The idea that light could be helpful in Alzheimer’s disease first came from studies of animals with large amounts of beta amyloid which is the misfolded protein that generates part of the toxic injury to cells. Lights flashing at 40 Hz caused much of the beta amyloid to be cleared. Unfortunately, this only occurred in the occipital cortex where vision is recorded and interpreted as white light only enters the brain through the optic nerve to the occipital cortex. The temporal and parietal lobes are the brain areas affected in Alzheimer’s disease.
The next phase of research shifted to using infrared light which is a much higher wavelength than white light allowing it to penetrate about 40 mm or 1 ½ inches into the brain where it is applied. Different PBM devices with many diodes have been developed to cover the entire brain including the areas typically affected by the disease. This approach has been shown to be effective in improving cognitive function in both animal studies and human trials.
As would be expected PBM devices have evolved quickly in parallel with this research with more capable devices producing better results. The latest published clinical trial appeared in the July issue of Aging and Disease. In this trial patients with mild to moderate dementia were randomized to receive either active near infrared therapy or a sham procedure for 8 weeks. Prior to beginning the trial subjects had average scores of 23 on the MMSE cognitive test. The test has a maximum of 30 points and scores >25 are normal.
Following the 8 weeks of PBM the control subjects had no significant change in MMSE scores. In contrast subjects receiving the active PBM improved to a mean of 27.6, which is in the normal range. No adverse effects were seen in the trial of 66 subjects receiving active treatment.
This trial used the latest generation transcranial near-infrared PBM device which covers the entire brain with multiple diodes that emit 1070 nm light. This wavelength is uniquely efficient at penetration and tissue activation.

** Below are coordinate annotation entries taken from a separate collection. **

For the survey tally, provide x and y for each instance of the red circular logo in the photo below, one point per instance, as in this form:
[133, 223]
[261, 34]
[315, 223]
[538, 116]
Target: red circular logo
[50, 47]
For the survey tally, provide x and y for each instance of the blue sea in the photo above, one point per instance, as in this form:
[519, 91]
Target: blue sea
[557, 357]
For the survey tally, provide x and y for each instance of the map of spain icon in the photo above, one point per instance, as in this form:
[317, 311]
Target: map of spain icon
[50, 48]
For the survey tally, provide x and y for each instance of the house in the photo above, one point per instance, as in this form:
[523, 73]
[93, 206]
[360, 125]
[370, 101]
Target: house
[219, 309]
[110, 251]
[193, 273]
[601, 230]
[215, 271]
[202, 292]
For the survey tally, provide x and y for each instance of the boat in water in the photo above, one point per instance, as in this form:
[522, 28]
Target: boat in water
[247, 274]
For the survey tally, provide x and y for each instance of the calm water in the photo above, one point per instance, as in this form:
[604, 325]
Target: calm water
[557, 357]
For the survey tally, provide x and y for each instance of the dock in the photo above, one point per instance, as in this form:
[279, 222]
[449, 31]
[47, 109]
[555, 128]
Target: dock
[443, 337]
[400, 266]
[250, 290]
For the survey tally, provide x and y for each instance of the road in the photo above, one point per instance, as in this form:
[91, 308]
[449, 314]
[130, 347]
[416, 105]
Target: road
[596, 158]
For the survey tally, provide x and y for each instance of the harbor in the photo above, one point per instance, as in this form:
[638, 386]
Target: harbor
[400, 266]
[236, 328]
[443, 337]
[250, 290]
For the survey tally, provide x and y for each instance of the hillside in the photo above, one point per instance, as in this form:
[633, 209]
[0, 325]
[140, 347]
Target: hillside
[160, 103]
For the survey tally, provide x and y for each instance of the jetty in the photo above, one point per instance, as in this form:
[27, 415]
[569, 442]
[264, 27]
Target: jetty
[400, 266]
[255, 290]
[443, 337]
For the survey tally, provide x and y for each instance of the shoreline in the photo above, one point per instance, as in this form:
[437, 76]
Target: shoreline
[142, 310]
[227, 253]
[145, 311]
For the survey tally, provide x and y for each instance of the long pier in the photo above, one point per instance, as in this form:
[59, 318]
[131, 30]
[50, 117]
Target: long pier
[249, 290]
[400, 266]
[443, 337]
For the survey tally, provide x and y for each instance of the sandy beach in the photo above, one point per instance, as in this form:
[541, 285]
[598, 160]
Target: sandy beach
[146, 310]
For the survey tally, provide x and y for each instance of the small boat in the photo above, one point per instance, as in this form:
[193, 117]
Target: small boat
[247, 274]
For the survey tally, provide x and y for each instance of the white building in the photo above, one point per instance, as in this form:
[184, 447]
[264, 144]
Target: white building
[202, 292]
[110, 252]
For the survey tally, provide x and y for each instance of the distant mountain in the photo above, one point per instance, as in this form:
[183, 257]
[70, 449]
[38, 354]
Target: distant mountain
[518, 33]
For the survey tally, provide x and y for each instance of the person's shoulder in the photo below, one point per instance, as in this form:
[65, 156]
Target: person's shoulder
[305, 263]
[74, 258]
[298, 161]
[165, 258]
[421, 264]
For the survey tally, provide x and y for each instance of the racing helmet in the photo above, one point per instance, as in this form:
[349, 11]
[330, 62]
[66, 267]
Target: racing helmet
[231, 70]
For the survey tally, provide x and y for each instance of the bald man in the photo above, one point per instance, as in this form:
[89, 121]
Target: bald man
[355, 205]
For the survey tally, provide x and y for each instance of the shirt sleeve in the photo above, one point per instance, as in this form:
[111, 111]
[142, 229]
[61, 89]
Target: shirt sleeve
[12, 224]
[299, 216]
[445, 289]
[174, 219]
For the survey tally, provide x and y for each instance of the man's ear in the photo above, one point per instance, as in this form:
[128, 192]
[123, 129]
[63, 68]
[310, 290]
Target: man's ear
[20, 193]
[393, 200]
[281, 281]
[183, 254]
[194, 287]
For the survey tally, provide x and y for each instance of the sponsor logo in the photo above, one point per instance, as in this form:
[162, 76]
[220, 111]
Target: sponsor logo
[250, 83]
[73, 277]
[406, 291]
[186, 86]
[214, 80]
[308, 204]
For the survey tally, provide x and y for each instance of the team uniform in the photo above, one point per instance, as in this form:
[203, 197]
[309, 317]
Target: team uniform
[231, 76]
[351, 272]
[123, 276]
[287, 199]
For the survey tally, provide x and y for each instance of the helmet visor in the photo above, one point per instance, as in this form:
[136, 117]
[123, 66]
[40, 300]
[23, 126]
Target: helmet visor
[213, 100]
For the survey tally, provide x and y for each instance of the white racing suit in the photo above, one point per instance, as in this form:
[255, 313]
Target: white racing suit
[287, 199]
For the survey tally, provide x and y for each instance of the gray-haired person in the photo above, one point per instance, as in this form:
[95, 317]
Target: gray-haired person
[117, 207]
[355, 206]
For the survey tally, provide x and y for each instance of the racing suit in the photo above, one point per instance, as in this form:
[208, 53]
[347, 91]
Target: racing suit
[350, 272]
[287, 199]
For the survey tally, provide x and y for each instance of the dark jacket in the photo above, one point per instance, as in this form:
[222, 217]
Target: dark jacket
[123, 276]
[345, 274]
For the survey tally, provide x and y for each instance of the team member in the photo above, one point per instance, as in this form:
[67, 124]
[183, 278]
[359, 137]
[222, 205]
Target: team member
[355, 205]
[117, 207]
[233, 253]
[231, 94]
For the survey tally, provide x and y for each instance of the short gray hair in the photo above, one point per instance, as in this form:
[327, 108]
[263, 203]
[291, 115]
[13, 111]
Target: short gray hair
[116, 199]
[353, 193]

Other outcomes of the trial were that caregivers reported significantly less anxiety and better sleep, both problems that are associated with dementias such as Alzheimer’s disease.
One of the interesting observations with Alzheimer’s disease over the past decade is that no single drug seems to be able to importantly slow or reverse the disease. All progress has come from combinations of nutrition/lifestyle change and neuro-rehabilitative techniques such as PBM.